In our family, the adults exaggerate more than the kids!

Apr 19, 2014

We’re sharing leech stories round the table. My daughter-in-law Claudia starts it. “I heard of someone who got a leech up his nose. He pulled it out, but it wouldn’t stop bleeding. They had to take him to Emergency.”

“There was a bloke camping with us in the bush who woke up because he couldn’t breathe,” says Lizzie, my daughter. “He had leeches up both nostrils, and they were so fat with his blood they were blocking his nose.”

 

family

 

My favourite (the most horrible) is from my husband, Dan. “I saw a child with a leech on her eyeball!”

The grandchildren shudder as they listen. “Eeeew!” they say. “That’s so gross!”

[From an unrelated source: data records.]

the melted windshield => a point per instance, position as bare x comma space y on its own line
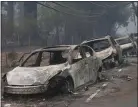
45, 58
99, 45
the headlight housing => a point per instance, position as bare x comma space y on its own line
37, 83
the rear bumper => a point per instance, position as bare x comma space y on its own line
25, 89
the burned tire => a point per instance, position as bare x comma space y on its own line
67, 86
95, 77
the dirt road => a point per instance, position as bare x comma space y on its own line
121, 91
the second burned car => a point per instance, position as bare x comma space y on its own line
62, 68
106, 49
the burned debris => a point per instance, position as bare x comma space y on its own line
65, 68
62, 68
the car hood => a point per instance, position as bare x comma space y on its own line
104, 53
127, 46
31, 75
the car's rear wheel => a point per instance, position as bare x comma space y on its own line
94, 76
67, 86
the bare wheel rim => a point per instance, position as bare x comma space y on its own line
67, 87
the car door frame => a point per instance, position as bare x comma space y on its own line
78, 74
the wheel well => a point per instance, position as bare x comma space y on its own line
100, 69
70, 79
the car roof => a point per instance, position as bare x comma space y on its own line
124, 37
98, 39
56, 48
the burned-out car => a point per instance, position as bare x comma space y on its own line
127, 44
63, 68
106, 49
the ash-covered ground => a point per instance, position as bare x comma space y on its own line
118, 88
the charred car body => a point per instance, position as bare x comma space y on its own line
106, 49
127, 44
62, 68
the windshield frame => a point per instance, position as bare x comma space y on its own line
41, 51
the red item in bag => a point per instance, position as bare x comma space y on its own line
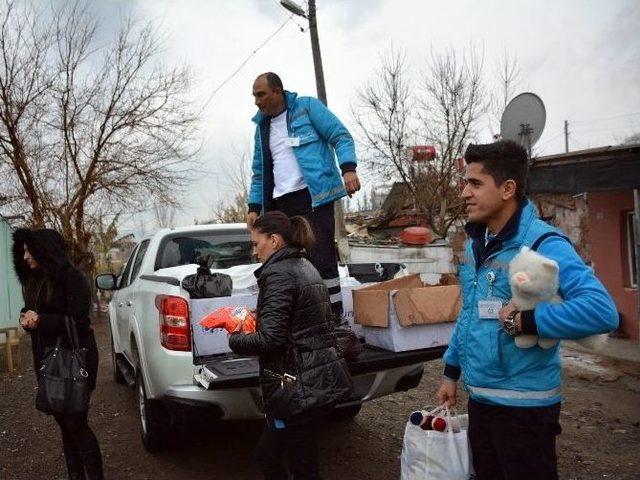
230, 318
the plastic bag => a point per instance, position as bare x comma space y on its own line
437, 455
232, 319
204, 284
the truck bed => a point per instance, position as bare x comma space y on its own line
232, 371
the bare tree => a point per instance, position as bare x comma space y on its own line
239, 178
88, 130
507, 77
391, 117
164, 214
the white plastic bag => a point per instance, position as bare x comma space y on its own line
433, 455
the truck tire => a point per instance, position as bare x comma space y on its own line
346, 413
117, 374
153, 423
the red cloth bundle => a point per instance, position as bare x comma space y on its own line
232, 319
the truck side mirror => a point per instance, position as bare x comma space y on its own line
106, 281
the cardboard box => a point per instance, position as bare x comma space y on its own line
403, 314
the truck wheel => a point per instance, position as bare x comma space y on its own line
346, 413
117, 374
152, 422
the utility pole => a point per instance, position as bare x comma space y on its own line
340, 229
315, 49
636, 246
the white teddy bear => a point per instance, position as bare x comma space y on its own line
533, 279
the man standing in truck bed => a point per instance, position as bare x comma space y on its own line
294, 168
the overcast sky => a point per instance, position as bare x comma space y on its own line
581, 57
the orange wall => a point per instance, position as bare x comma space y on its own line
607, 241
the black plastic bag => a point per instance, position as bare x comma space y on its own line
204, 284
63, 378
348, 344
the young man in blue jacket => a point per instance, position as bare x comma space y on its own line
514, 393
294, 168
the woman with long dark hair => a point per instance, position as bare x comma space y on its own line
54, 289
301, 375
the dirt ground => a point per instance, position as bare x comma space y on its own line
600, 421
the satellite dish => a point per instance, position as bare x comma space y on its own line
523, 120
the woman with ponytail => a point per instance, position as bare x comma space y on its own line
301, 376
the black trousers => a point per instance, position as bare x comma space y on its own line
295, 446
514, 443
81, 448
323, 254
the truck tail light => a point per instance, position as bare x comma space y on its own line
175, 332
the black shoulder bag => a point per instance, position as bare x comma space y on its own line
63, 379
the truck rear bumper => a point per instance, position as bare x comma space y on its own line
230, 383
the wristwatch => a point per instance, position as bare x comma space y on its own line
510, 325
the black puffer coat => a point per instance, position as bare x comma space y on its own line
294, 336
54, 290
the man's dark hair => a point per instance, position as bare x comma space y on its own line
273, 80
503, 160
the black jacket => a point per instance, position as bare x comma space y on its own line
66, 292
294, 336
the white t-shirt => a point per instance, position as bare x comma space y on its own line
287, 176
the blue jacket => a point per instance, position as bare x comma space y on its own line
493, 369
320, 134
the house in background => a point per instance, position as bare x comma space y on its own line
590, 195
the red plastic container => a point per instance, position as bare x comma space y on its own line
416, 236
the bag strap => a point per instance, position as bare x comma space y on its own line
544, 236
72, 332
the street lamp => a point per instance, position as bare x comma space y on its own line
315, 41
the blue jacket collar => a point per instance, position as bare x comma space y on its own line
289, 100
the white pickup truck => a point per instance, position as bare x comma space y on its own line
153, 336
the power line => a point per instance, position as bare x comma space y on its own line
237, 70
593, 120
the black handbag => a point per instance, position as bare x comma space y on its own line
204, 284
63, 378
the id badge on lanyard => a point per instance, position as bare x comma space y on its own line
490, 308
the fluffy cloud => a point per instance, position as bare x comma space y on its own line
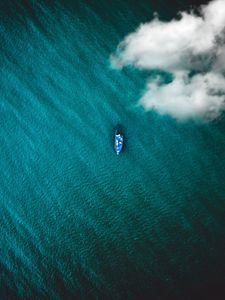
181, 46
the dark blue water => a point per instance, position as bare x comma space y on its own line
76, 221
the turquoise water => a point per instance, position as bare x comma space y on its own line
76, 221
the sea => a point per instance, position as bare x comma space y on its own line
76, 220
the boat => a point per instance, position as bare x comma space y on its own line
118, 142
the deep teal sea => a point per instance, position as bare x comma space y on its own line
77, 221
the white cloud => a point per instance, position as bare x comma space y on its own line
190, 43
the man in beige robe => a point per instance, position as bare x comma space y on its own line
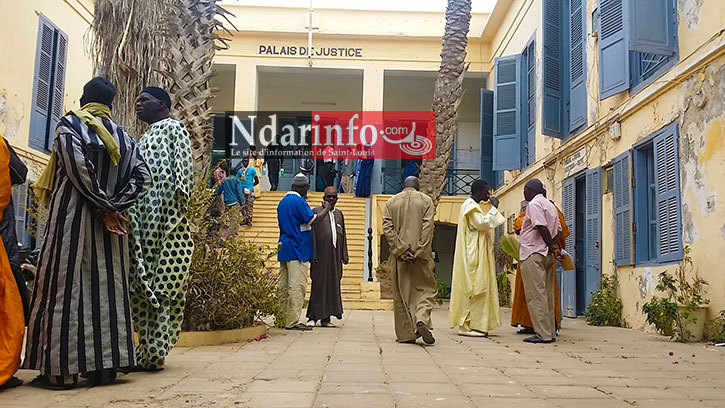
408, 227
474, 293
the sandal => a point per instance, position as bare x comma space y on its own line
44, 381
11, 383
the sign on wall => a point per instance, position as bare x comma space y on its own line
576, 162
294, 50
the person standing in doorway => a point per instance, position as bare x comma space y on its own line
249, 180
330, 253
408, 227
162, 235
540, 232
347, 180
274, 158
474, 292
295, 219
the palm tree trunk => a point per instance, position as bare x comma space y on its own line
192, 44
447, 96
127, 44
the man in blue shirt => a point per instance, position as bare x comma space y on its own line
248, 179
295, 219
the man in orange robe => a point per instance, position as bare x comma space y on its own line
12, 326
519, 310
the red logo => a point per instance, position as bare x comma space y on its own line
373, 134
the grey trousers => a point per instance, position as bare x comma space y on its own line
538, 273
291, 289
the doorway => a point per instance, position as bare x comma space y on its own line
582, 207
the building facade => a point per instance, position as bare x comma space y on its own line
616, 105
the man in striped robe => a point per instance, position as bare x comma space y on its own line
80, 318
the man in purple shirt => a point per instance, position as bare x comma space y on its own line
541, 230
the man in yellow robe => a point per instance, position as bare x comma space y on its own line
12, 320
408, 227
474, 293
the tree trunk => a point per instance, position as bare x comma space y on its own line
447, 96
192, 44
127, 44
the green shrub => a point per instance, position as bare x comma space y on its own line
715, 328
605, 308
672, 314
444, 291
232, 283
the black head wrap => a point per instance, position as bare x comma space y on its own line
159, 94
98, 90
536, 186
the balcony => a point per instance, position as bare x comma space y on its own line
458, 181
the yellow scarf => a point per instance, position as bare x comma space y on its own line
89, 114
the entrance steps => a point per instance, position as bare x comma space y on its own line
356, 293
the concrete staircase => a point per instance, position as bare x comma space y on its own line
356, 294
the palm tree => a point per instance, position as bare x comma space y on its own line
127, 45
169, 43
447, 96
192, 44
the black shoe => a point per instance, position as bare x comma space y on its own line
537, 340
300, 327
425, 333
526, 330
138, 369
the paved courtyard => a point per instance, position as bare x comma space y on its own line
360, 365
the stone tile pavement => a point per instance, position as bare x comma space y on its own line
359, 364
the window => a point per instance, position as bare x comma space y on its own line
564, 110
514, 111
637, 41
49, 84
655, 235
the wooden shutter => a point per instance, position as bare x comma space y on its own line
577, 65
56, 112
568, 202
653, 26
667, 177
487, 136
20, 202
613, 50
530, 151
593, 232
507, 113
42, 84
622, 210
568, 278
551, 120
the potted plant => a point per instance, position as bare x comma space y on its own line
681, 313
232, 282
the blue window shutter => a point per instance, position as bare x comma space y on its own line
551, 120
42, 91
568, 203
667, 177
577, 59
530, 125
56, 111
507, 113
568, 278
593, 232
622, 210
653, 26
487, 136
613, 50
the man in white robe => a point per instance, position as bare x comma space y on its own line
474, 293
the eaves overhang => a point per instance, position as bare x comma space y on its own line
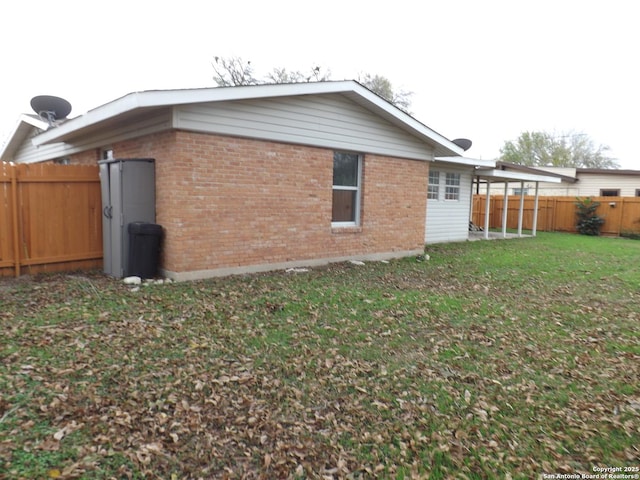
472, 162
133, 103
23, 127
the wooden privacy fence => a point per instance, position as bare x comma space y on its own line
50, 218
558, 214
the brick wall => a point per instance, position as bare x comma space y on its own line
229, 202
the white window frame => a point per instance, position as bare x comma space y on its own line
357, 189
433, 189
452, 189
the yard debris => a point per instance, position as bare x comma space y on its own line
296, 270
397, 370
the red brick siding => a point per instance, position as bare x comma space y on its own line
229, 202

In Australia we love to tell stories about our encounters with wild life. Leeches are good, but snakes are the most popular: everyone has a snake story, and once we start it’s hard to stop. Shark stories, jellyfish stories, spiders, ticks and leeches: they’re part of our lives. Our cultural inheritance, if you like! We especially love telling them to foreigners, making everything just that much bigger and scarier.
Now that I’m in my sixties I get more mileage out of my stories, because I forget I’ve already told them. The other evening a two-metre carpet snake crawled along the edge of our verandah, and I nearly trod on it, barefoot, before it slithered off down a tree. That made a good story, and I’ve told it several times.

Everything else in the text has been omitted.